Definitive Guide To MLP ETFs And ETNs

April 04, 2013

 

Currently, the most popular MLP ETN is the JPMorgan Alerian MLP Index ETN (AMJ). Investors in this fund are subject to the risk of a J.P. Morgan default. One-year CDS rates can be volatile. If we look at the one- and five-year CDS rates on J.P. Morgan, we can see the likelihood of default on its debt spiked in the fall of 2011.

Clearly, the risk of J.P. Morgan’s default has normalized in the view of the market, and its CDS rates have fallen accordingly. Still, credit risk is real, and it is unique to the ETN structure. Any risk of default should be viewed as an embedded cost of the ETN, and CDS rates of the issuer’s debt are generally the best way to measure it.

COMPARING THE STRUCTURES

The difficulty in comparing the two available structures for ETP MLP exposure comes from setting an appropriate framework for analysis. In general, most investors care about their after-tax returns. However, traditionally, securities analysis is done on a pretax basis. If one were to compare, for instance, three traditional ETFs covering the U.S. stock market, taxes likely wouldn’t be a major consideration.

With MLPs, however, taxes are incredibly important, because the very reason many investors seek them out is for preferential tax treatment. And in this case, since neither structure can fully replicate direct MLP ownership, the two structures have dramatically different tax approaches.
 

On the one hand, MLP ETFs are taxed mostly at the corporate level and then again at the shareholder level. All income distributed to investors has already been taxed, and distributed earnings will be taxed again in the hands of the shareholders. The fund accumulates a deferred tax liability for the amount of unrealized gains it currently holds, which is adjusted into NAV. As mentioned, this often results in the deferred tax liability and taxes paid by the fund being incorrectly considered as traditional tracking error. By comparison, the MLP ETN does not have these inherent tax issues—it simply accumulated capital gains and pays coupons, like any bond subject to special tax risks associated with synthetic exposure to MLPs.

To run a fair comparison of the two and engage in accurate tracking analysis, both funds would have to be converted to either a pre- or after-tax basis. To convert to a pretax basis, you would need to know the daily deferred tax liability/asset.

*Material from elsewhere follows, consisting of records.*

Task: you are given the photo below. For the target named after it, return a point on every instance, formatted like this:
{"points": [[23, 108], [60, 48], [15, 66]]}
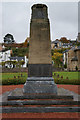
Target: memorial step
{"points": [[39, 102], [38, 109], [41, 97]]}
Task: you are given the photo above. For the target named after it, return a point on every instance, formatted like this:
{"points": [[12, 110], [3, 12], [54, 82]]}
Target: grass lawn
{"points": [[70, 75], [59, 78], [13, 78]]}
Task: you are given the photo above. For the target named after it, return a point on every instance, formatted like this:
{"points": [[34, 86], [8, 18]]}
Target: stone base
{"points": [[40, 85]]}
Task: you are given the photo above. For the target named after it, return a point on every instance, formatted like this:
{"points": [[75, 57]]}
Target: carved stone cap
{"points": [[39, 11], [39, 6]]}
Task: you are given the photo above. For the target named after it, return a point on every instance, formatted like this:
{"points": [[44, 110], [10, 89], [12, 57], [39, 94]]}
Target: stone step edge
{"points": [[40, 97], [39, 102], [38, 109]]}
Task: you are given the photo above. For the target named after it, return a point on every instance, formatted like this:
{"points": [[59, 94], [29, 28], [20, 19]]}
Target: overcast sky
{"points": [[63, 18]]}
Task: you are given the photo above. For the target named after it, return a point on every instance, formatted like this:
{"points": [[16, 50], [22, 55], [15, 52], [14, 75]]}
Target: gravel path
{"points": [[73, 88]]}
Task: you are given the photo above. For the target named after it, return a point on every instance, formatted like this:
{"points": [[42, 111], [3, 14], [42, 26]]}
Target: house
{"points": [[72, 58]]}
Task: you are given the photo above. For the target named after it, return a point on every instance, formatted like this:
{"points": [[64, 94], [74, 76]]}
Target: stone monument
{"points": [[40, 63]]}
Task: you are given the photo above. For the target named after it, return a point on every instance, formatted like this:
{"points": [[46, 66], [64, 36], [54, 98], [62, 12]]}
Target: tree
{"points": [[3, 64], [9, 39], [21, 62]]}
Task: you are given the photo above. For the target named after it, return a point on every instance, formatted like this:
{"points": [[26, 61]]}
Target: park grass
{"points": [[59, 78], [70, 75]]}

This is virtually impossible without the fund company providing daily data, and such data is currently only published twice a year, in the annual and semiannual report. Converting to an after-tax rate is the theoretically correct route for a fair analysis, but it involves too many leaps of faith, including an assumption of an individual investor’s tax rate, which, given the recent “fiscal cliff” compromise, is more complex than it has been in many decades.